Re: [CODE4LIB] searching metadata vs searching content

2016-01-26 Thread Shaun D. Ellis
Hi Laura,
Great question.  Unfortunately, I think you’re going to be fairly limited when 
it comes to having granular control over fields and facet indexing in ContentDM 
(someone correct me if I’m wrong).

But to answer your question about general steps involved with indexing the 
metadata AND full text of a METS document…

To have the most control over how your data is indexed, you will want to use a 
search platform.  Apache Solr is used in a 
majority of library-related software, so I’ll use that in my examples, although 
there are several others.  Solr doesn’t have a concept of “metadata” and 
“content”, just “fields" that you can use to search both.

In the case of your METS data, you will need to first transform it into a more 
simplified document (Solr XML) containing the fields that matter for a 
particular search interface and are defined in the 
schema.  This transform step can be 
done in any number of ways, but XSLT is fairly common.  To index the full-text 
content that your METS document points to, you can build that into your 
transform script/stylesheet, or you can run a separate script/process later 
that updates the record with the full-text.  In the case of a “compound object” 
you may need to have a script iterate over lots of separate content files and 
add them to the Solr document that represents a yearbook.
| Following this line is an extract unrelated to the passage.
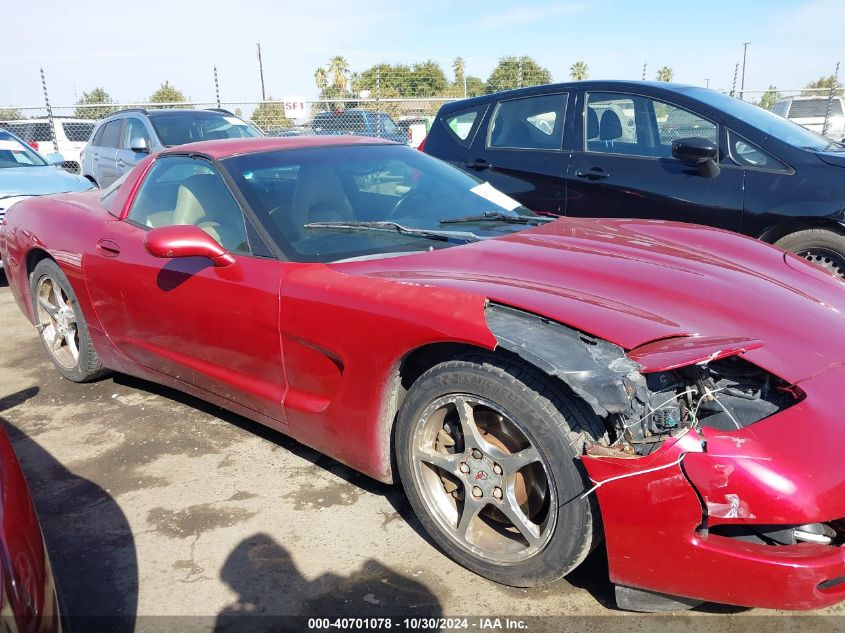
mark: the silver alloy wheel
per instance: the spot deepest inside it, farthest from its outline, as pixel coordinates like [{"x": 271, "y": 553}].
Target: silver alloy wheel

There are a few ways to add data to a solr index, but a common one in 
library-land is to add (and update) records to the Solr index by POSTing your 
freshly “transformed" data via HTTP (here’s the Solr quickstart 
tutorial).

Customizing your search results (weighting, stemming, rows per page, etc.) can 
be handled in the Solr config file. 
 For example, you can tweak the weight/relevance of the query based on which 
fields it matches.

When you query Solr over HTTP, it will return results in XML or JSON that you 
can then render in a display or discovery interface. 
Blacklight is one example of a discovery 
interface.

Sorry if I’ve covered stuff you already know.  There are lots of tools, 
applications, and frameworks that will simplify the process (perhaps too much 
in some cases!), but the best give you the most control over how you index and 
retrieve your data.  I think that covers the basics and hopefully answers your 
question.

Cheers,
Shaun
P.S. -  I’m not sure that even Solr will help you locate the Doyle Owl. ;)
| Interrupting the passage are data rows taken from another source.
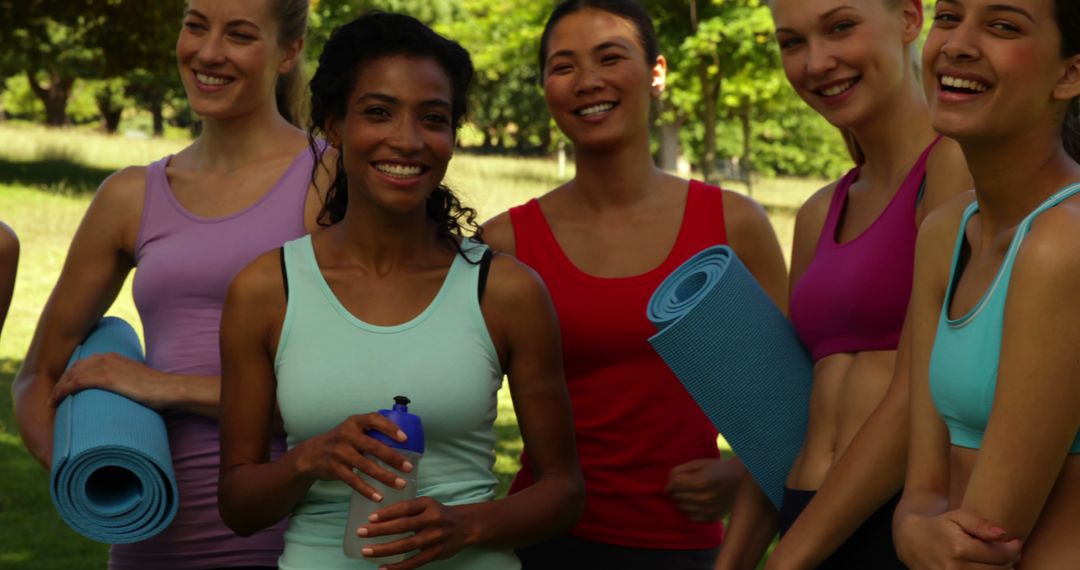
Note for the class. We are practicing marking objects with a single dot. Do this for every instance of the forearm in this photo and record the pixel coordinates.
(35, 416)
(255, 496)
(549, 507)
(193, 394)
(866, 476)
(754, 523)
On Jan 26, 2016, at 7:30 PM, Laura Buchholz 
> wrote:

Hi all,

I'm trying to understand how digital library systems work when there is a
need to search both metadata and item text content (plain text/full text),
and when the item is made up of more than one file (so, think a digitized
multi-page yearbook or newspaper). I'm not looking for answers to a
specific problem, really, just looking to know what is the current state of
community practice.

In our current system (ContentDM), the "full text" of something lives in
the metadata record, so it is indexed and searched along with the metadata,
and essentially treated as if it were metadata. (Correct?). This causes
problems in advanced searching and muddies the relationship between what is
typically a descriptive metadata record and the file that is associated
with the record. It doesn't seem like a great model for the average digital
library. True? I know the answer is "it depends", but humor me... :)
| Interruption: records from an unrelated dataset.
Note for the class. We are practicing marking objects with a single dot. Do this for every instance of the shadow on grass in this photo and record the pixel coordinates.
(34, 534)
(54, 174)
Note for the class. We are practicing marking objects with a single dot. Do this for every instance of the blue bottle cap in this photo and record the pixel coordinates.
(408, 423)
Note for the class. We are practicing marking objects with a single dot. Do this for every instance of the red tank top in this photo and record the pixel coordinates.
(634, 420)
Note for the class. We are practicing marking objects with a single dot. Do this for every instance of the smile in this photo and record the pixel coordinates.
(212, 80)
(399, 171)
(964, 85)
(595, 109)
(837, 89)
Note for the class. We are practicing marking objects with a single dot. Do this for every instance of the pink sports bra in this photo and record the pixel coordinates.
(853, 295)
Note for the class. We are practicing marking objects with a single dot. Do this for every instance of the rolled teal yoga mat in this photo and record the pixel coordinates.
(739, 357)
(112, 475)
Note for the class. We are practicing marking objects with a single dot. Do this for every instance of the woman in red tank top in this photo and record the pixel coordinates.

If it isn't great, and there are better models, what are they? I was taught
METS in school, and based on that, I'd approach the metadata in a METS or
METS-like fashion. But I'm unclear on the steps from having a bunch of METS
records that include descriptive metadata and pointers to text files of the
OCR (we don't, but if we did...) to indexing and providing results to
users. I think another way of phrasing this question might be: how is the
full text of a compound object (in the sense of a digitized yearbook or
similar) typically indexed?

The user requirements for this situation are essentially:
1. User can search for something and get a list of results. If something
(let's say a pamphlet) appears in results based on a hit in full text, the
user selects the pamphlet which opens to the file (or page of the pamphlet)
that contains the text that was matched. This is pretty normal and does
work in our current system.
2. In an advanced search, a user might search for a name in the "author"
field and a phrase in the "full text" field, and say they want both
conditions to be fulfilled. In our current system, this won't provide
results when it should, because the full text content is in one record and
the author's name is in another record, so the AND condition can't be met.
3. Librarians can link description metadata records (DC in our case) to
particular files, 

[CODE4LIB] ITHAKA Tech Open House in Ann Arbor Feb 4

2016-01-26 Thread Alex Humphreys
[With apologies for cross-posting.]

If anyone’s in the Ann Arbor area, ITHAKA is holding a Tech Open House on Feb 
4.  Come chat with us, see our pretty-awesome office, chat with JSTOR Labs and 
the folks who just rebuilt the entire JSTOR platform from the ground up, and, 
if you’re interested, learn what it’s like to work here.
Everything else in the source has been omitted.